Ci sarebbe un terzo audio del discorso di Berlusconi ai suoi deputati, mentre aumentano le voci di scissione per Forza Italia con una parte che potrebbe andare con Noi Moderati.
Tempi duri per Silvio Berlusconi ma il peggio, se possibile, deve ancora venire.
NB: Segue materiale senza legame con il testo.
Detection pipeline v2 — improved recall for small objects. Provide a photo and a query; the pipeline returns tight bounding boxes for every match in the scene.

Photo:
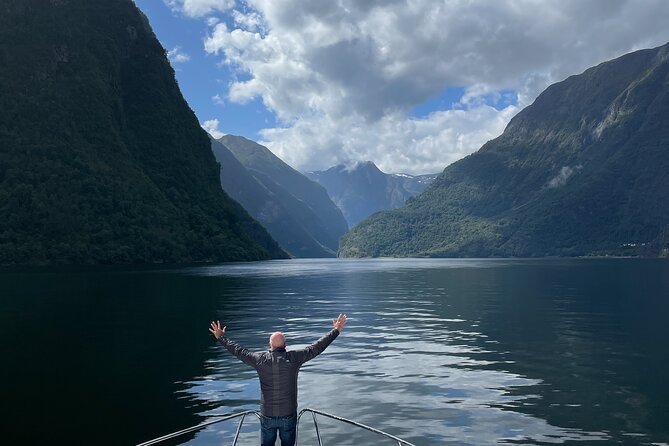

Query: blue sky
[135,0,669,174]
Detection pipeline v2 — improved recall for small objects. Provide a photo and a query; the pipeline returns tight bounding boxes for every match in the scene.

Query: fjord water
[0,259,669,445]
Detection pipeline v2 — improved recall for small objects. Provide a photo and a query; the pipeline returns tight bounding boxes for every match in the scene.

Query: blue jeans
[260,413,297,446]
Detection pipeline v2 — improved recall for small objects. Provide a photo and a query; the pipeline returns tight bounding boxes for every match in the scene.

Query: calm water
[0,259,669,445]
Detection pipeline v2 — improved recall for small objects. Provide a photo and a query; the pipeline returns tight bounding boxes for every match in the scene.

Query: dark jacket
[218,329,339,417]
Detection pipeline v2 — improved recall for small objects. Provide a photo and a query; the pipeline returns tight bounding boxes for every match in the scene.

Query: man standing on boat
[209,314,346,446]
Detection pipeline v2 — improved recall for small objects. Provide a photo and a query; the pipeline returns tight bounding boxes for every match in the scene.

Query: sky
[135,0,669,174]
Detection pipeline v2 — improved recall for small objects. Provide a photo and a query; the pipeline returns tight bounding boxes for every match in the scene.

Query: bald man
[209,314,346,446]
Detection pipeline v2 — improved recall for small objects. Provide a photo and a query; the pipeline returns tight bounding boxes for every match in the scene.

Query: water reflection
[174,260,667,445]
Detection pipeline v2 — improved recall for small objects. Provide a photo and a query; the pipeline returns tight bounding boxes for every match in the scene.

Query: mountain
[217,135,348,257]
[340,44,669,257]
[0,0,286,264]
[306,161,437,227]
[212,139,343,258]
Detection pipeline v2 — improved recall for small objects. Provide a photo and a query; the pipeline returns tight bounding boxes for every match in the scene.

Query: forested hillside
[0,0,286,264]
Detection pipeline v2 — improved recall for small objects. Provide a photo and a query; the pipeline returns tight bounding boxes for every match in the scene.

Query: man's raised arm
[295,313,346,364]
[209,321,258,368]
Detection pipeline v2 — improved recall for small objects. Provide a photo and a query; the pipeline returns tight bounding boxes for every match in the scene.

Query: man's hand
[209,316,226,339]
[332,313,346,331]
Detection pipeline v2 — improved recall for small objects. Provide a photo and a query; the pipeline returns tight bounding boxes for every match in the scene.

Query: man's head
[269,331,286,350]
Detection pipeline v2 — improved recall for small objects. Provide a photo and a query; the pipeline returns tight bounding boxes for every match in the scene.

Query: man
[209,314,346,446]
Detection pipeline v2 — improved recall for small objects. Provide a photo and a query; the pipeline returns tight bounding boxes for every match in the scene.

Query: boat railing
[137,408,415,446]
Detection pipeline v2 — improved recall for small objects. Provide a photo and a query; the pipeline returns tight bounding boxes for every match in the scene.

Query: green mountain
[340,44,669,257]
[305,161,437,227]
[212,139,336,258]
[218,135,348,257]
[0,0,286,264]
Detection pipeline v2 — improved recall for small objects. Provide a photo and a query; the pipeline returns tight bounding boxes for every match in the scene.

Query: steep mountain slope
[0,0,286,264]
[211,138,336,257]
[340,44,669,256]
[218,135,348,256]
[305,161,437,227]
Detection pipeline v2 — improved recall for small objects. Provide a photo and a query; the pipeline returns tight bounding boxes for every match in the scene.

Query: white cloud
[167,46,190,63]
[200,119,225,139]
[211,94,225,105]
[164,0,235,17]
[201,0,669,173]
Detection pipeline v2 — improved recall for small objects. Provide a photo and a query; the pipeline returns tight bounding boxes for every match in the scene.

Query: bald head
[269,331,286,350]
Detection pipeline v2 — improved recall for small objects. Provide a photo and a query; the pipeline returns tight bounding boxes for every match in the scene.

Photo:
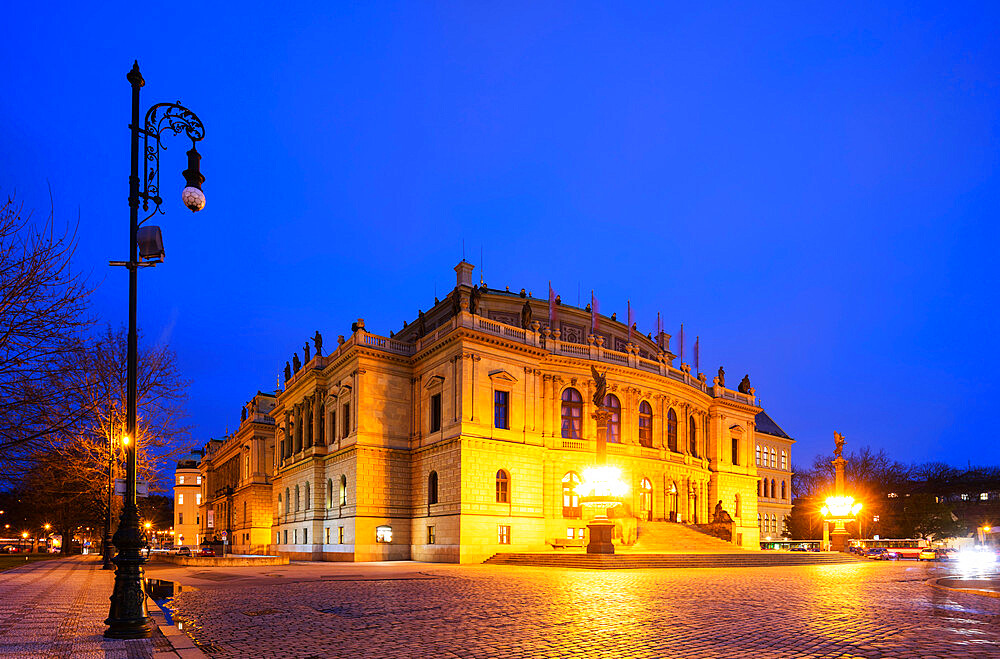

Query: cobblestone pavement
[164,562,1000,658]
[0,556,176,659]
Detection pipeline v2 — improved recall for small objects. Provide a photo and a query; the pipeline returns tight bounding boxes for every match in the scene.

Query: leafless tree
[0,196,93,480]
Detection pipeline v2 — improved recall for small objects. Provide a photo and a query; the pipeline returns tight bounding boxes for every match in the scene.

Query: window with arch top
[562,387,583,439]
[667,407,677,451]
[639,401,653,448]
[604,394,622,444]
[497,469,510,503]
[427,471,437,503]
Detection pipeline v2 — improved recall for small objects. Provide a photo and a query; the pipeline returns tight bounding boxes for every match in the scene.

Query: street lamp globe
[181,185,205,213]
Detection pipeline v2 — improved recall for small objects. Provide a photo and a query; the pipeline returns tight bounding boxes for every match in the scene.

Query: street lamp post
[104,62,205,638]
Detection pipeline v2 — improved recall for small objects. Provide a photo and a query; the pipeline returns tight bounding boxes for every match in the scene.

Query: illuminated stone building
[754,411,795,540]
[200,392,275,554]
[258,262,791,562]
[173,452,201,547]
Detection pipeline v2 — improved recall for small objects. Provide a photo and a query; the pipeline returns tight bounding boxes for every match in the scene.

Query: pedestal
[830,522,849,552]
[587,518,615,554]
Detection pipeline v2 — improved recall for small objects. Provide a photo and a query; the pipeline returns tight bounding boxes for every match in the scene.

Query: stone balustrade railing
[278,311,755,405]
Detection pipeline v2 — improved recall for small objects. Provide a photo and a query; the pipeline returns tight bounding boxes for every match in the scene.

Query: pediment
[490,369,517,384]
[424,375,444,389]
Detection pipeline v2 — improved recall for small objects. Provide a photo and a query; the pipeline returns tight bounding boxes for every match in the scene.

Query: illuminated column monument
[576,366,625,554]
[820,432,861,551]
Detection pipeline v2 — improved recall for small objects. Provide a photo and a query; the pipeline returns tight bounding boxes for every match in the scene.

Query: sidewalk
[0,556,204,659]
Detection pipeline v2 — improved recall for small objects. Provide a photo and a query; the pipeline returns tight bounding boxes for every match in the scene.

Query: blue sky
[0,2,1000,465]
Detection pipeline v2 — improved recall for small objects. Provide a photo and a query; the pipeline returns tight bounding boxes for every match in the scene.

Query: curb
[149,607,208,659]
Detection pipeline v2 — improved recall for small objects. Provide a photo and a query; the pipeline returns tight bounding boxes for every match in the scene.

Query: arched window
[639,478,653,522]
[639,401,653,448]
[497,469,510,503]
[667,407,677,451]
[604,394,622,444]
[427,471,437,503]
[562,471,580,517]
[562,387,583,439]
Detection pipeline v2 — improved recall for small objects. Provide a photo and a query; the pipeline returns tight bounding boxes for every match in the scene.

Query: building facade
[174,261,791,562]
[754,411,795,540]
[174,454,202,547]
[199,392,275,554]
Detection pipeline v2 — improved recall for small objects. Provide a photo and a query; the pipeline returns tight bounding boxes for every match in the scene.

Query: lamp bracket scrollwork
[139,102,205,226]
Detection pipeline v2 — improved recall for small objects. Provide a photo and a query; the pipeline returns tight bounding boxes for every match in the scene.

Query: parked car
[865,547,899,561]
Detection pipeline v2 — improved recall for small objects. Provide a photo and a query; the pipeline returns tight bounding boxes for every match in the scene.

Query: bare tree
[0,191,93,480]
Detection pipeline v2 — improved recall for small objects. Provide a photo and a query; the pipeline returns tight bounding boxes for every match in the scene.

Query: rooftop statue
[590,365,608,407]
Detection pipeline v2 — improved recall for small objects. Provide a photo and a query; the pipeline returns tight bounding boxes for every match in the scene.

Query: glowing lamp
[576,465,628,508]
[820,497,861,519]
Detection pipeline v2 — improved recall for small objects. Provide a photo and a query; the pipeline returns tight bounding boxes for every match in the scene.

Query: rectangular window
[431,394,441,432]
[493,391,510,430]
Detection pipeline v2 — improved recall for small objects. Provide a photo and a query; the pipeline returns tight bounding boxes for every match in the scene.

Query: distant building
[176,261,792,562]
[174,452,202,547]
Nelle scorse ore infatti sarebbero arrivate delle conferme sull’esistenza di un terzo audio dell’ormai celebre discorso dell’ex presidente del Consiglio ai suoi deputati.
Come se non bastassero le polemiche generate dai due ormai celeberrimi audio, che hanno creato un caso politico anche fuori dai confini nazionali, e la prospettiva della pubblicazione di un nuovo spezzone come “regalo” per la nascita del nuovo governo, sono in aumento anche le voci di una possibile scissione di Forza Italia.
Il futuro di conseguenza appare plumbeo e pieno di insidie per Silvio Berlusconi, con Forza Italia che stando a un recente sondaggio di Lab2101 sarebbe in netto calo nelle intenzioni di voto tutto a vantaggio degli alleati di centrodestra.
Berlusconi e il terzo audio
Nonostante le telefonate in diretta e le note ufficiali per cercare di raddrizzare il tiro, le parole pronunciate da Silvio Berlusconi durante l’incontro con i deputati forzisti stanno ancora provocando parecchi imbarazzi anche tra le fila del Ppe.
Antonio Tajani a Bruxelles starebbe cercando così di gettare acqua sul fuoco, nella speranza magari anche di salvaguardare la sua nomina a prossimo ministro degli Esteri che, prima della diffusione dei due audio, sembrava essere cosa fatta.
A diffondere i due audio è stata Donatella Di Nitto, capo della redazione politica dell’agenzia LaPresse; ospite del programma di La7 Tagadà, la giornalista naturalmente ha difeso la sua fonte: “Il governo Meloni ha creato due anime all’interno di Forza Italia. Una più vicina alla Lega di Salvini, rappresentata da Licia Ronzulli, e quella un po’ più governista rappresentata da Antonio Tajani. Stabilire chi delle due fazioni ha fatto uscire questo materiale significherebbe che io vi dica chi è stato. Quindi non è possibile”.
La rivelazione più importante però è arrivata in merito al possibile terzo audio, che stando alle indiscrezioni potrebbe essere diffuso dopo il giuramento del governo Meloni. “So che non esce oggi” ha spiegato Di Nitto, con LaPresse che sarebbe in possesso dell’intero discorso di Berlusconi ma “non c’è stato alcun tipo di montaggio”.
Forza Italia si spacca?
In balia dei marosi, Forza Italia sta provando a ricompattarsi per cercare di “passare la nottata” nella speranza che l’avvio del governo Meloni possa far dimenticare le opinabili parole pronunciate da Silvio Berlusconi in merito alla guerra in Ucraina e al suo rapporto con Vladimir Putin.
Nel frattempo c’è una lista dei ministri da dover compilare e Berlusconi non sembrerebbe essere più nella posizione di poter puntare i piedi; tradotto, niente Giustizia per Elisabetta Casellati e anche lo Sviluppo Economico sarebbe off-limits per gli azzurri.
Forza Italia comunque dovrebbe avere cinque ministeri, come la Lega, ma come evocato da Donatella Di Nitto nel partito ci sarebbero due anime, una guidata da Lucia Ronzulli e l’altra da Antonio Tajani, che sarebbero in aperto conflitto tra di loro.
Ecco allora l’indiscrezione clamorosa: in caso di una rottura definitiva tra Berlusconi e Meloni, la corrente che fa capo ad Antonio Tajani potrebbe far armi e bagagli e salutare Forza Italia.
Ma dove potrebbero andare questi “scissionisti”? Nel caso tutte le strade sembrerebbero portare a Civici d’Italia - Noi Moderati, la cosiddetta “quarta gamba” del centrodestra che ha appena formato una propria componente al Senato.
Se i numeri non dovessero bastare ci sarebbe l’ipotesi estrema: Giorgia Meloni potrebbe volgere lo sguardo verso il terzo polo, che a sua volta potrebbe separarsi con Italia Viva al governo e Azione all’opposizione.
Fantapolitica? Probabile, ma dopo aver visto nella scorsa legislatura susseguirsi tre governi con simposi fino a poco prima impensabili, vedi Renzi che si accorda con i 5 Stelle per poi lasciare subito dopo il Pd, la parola “impossibile” sembrerebbe essere stata depennata dal vocabolario della politica nostrana.